Attorney General William Barr said Sunday that special counsel Robert Mueller's Russia investigation did not find sufficient evidence to establish that President Donald Trump committed obstruction of justice, or that the president's campaign coordinated with Moscow's efforts to influence the 2016 election.
In a four-page letter to top lawmakers, the top Justice Department official summarized key findings from Mueller's historic investigation. The probe, which ended as Mueller submitted his final report to Barr on Friday, has dogged the Trump administration and gripped the nation for nearly two years. Barr had the authority to decide what information to share with both Congress and the public, including whether they will see Mueller's full report.

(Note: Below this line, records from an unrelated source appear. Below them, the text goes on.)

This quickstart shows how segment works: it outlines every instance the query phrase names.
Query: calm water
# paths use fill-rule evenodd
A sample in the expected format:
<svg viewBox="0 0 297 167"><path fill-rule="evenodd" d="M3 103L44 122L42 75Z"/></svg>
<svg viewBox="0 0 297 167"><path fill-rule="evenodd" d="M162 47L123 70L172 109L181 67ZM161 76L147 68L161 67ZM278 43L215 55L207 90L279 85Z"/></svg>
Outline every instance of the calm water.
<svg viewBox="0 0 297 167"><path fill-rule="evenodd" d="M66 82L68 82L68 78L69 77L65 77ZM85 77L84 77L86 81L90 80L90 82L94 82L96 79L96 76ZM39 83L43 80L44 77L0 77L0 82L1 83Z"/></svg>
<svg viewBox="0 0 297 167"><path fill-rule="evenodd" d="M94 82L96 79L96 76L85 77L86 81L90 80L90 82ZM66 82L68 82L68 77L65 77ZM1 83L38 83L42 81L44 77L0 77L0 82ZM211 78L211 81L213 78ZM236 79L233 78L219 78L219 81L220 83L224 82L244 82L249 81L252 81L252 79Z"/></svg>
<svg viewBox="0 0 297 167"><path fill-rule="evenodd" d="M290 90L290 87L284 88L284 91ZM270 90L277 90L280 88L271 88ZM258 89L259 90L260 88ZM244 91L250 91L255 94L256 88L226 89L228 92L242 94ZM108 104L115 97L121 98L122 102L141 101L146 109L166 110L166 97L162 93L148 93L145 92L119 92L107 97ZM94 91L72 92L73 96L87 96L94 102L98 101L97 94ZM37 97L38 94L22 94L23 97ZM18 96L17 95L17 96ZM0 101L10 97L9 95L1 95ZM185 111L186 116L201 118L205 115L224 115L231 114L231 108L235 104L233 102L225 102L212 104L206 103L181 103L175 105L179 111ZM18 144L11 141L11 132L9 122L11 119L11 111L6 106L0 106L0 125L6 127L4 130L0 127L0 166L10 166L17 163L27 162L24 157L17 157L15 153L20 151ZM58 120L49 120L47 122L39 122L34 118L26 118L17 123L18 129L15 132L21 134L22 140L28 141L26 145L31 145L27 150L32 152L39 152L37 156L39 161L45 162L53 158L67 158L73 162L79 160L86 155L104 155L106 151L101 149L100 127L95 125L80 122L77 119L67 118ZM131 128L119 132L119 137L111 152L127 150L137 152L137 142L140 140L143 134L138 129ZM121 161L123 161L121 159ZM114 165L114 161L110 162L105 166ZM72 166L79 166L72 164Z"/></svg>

In his letter, Barr breaks down two sections of Mueller's report: Russia's efforts to affect the 2016 election and whether the president obstructed justice. Trump's firing of former FBI Director James Comey and other actions throughout the probe raised concerns about the president trying to end the investigation.
While the president and his allies saw vindication in Barr's letter, Democrats questioned how Barr came to his conclusions and called for more information from Mueller's report. Citing "concerning discrepancies," House Judiciary Committee Chairman Jerry Nadler, D-N.Y., said he planned to call the attorney general to testify.
The attorney general says Mueller did not conclude whether Trump obstructed justice. He quotes the special counsel as stating, "while this report does not conclude that the President committed a crime, it also does not exonerate him." Barr concluded that he and Deputy Attorney General Rod Rosenstein "have concluded that the evidence developed during the Special Counsel's investigation is not sufficient to establish that the President committed an obstruction-of-justice offense."
The top Justice Department official also said the probe "did not find that the Trump campaign or anyone associated with it conspired or coordinated" with Russia. Barr quotes Mueller as writing: "[T]he investigation did not establish that members of the Trump Campaign conspired or coordinated with the Russian government in its election interference activities."
The attorney general also said Mueller did not find that the Trump campaign coordinated with Russia's cyberattacks on Democratic and Clinton campaign figures or the efforts to spread information obtained in the hacking incidents, "despite multiple offers from Russian-affiliated individuals to assist the Trump campaign." The president's son, Donald Trump Jr., has admitted that he took a meeting with a Russian lawyer after being offered dirt on former Secretary of State Hillary Clinton, his father's 2016 opponent.